In UK nel paniere dei beni di lusso entra a pieno titolo il caffè in autostrada. Lungo come un lungometraggio russo, dal gusto terribile, costa più della birra, tanto per cambiare. Per entrare in un caffé e dire “offro un caffé a tutti!” devi prima accendere un mutuo.

L’unico espresso decente comunque me lo hanno fatto a Dover, in un bar gestito da una donna che parlava inglese mescolato a italiano. Nel locale, oltre a noi, solo anziani rugosi, semiabulanti degni di un romanzo di metà novecento e due ragazzine con le orecchie da coniglio rosa.

Ho guidato a sinistra. È stato bellissimo. Ho preso le rotonde nel verso sbagliato. Ho provato il panico di svoltare ogni volta contromano. Tornato in Francia avrei continuato. Ma sono stato dissuaso.

Mi fermo in autostrada da un benzinaio, scendo, apro la valvola del GPL, prendo il manicotto e inizio a sentire il freddo pulsare del gas che entra nella mia auto. All’inizio ogni tanto parte uno sbuffo e tutto il blu della macchina diventa bianco per l’abbassamento della temperatura.

Dietro di me si ferma un grosso BMW. Scende una donna, apre il tappo della benzina, prende due guanti di plastica semitrasparente tipo rettoscopia e inizia a farsi la benzina. È lì che me ne rendo conto.
In Francia e in UK non esiste il servito. Se vuoi la benzina o il gas te lo devi fare.
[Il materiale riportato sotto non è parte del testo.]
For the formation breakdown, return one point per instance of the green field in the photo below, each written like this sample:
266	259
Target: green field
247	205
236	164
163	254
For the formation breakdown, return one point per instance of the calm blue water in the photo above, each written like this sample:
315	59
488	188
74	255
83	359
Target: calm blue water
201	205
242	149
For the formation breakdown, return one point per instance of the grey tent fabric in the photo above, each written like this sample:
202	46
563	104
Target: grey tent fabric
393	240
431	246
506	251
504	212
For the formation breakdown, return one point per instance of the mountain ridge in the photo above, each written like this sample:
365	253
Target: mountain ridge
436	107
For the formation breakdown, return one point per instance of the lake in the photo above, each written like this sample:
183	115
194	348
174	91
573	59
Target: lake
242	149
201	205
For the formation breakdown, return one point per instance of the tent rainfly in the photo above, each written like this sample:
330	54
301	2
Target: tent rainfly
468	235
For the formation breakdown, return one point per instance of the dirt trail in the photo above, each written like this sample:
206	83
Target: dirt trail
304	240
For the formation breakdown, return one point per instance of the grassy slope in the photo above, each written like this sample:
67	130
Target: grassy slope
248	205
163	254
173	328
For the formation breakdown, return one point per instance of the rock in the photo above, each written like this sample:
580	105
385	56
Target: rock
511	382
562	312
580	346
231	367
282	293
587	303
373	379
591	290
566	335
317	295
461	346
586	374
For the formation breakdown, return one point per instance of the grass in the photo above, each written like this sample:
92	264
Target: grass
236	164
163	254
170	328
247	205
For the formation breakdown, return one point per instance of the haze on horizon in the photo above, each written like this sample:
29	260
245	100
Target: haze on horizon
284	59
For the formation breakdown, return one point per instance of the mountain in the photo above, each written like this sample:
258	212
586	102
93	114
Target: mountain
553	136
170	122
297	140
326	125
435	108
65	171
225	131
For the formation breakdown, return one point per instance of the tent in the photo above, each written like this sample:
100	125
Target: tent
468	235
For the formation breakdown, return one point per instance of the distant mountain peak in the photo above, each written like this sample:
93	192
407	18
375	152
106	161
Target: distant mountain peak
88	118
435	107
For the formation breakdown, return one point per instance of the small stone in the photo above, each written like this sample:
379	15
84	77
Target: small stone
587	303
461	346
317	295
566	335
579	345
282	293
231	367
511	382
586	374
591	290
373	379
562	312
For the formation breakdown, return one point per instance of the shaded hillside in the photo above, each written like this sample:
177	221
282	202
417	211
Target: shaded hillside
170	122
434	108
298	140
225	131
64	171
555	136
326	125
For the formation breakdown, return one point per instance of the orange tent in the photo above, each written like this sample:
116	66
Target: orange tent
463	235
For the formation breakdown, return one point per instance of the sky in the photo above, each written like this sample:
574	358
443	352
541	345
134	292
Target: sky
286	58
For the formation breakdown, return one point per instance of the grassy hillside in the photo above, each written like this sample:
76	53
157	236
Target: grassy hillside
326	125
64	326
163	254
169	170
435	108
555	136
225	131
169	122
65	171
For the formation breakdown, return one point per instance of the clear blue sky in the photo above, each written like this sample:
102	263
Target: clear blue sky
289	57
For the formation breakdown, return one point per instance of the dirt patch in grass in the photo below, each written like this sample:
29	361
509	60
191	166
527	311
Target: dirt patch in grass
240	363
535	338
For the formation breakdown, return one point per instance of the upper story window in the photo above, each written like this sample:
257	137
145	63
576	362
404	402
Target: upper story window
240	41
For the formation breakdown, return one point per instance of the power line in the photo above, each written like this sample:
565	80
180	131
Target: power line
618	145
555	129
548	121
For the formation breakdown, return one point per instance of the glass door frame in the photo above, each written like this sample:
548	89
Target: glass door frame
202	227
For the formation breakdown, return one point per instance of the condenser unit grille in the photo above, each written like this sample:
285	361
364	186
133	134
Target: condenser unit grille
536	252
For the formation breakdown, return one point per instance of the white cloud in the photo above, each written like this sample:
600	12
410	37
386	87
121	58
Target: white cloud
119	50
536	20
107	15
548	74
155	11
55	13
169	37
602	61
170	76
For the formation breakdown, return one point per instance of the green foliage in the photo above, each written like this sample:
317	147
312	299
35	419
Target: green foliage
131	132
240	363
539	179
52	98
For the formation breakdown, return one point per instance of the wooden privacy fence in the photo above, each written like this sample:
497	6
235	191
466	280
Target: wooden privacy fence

Così in Italia non posso farmi il GPL. È pericoloso. Prima del monte bianco il manicotto era chiuso con un lucchetto, avevo dovuto chiamare il benzinaio che era arrivato con la chiave e mi aveva fatto il GPL con la stessa ritrosa benevolenza di un prete. Non puoi farti il GPL perché potresti farti del male. In Italia.
In Francia e Inghilterra non è più pericoloso.

Maria Cecilia dice che è lo stesso con Dover, le scogliere. A Dover siamo arrivati, c’era un cancelletto di legno con scritto di stare attenti e qualche metro dopo, senza altro preavviso, le scogliere. In Italia le avrebbero transennate. Chiuse al pubblico. Messa una rete. Qualcosa avrebbero fatto, ma non ci avrebbero permesso di farci del male.

Appena usciamo dall’Italia siamo liberi di farci male. Qua siamo avvolti in uno strato di normative che ci proteggono. Senza quelle, come lemmings disneyani ci lanceremmo giù dalle scogliere, ci infileremmo il manicotto del gas in gola, rovesceremmo benzina tra le gambe, per incontinenza.

In piedi, con il manicotto del gas in mano che pompa, mi sento meglio. Mi sento mortale. Mi sento normale.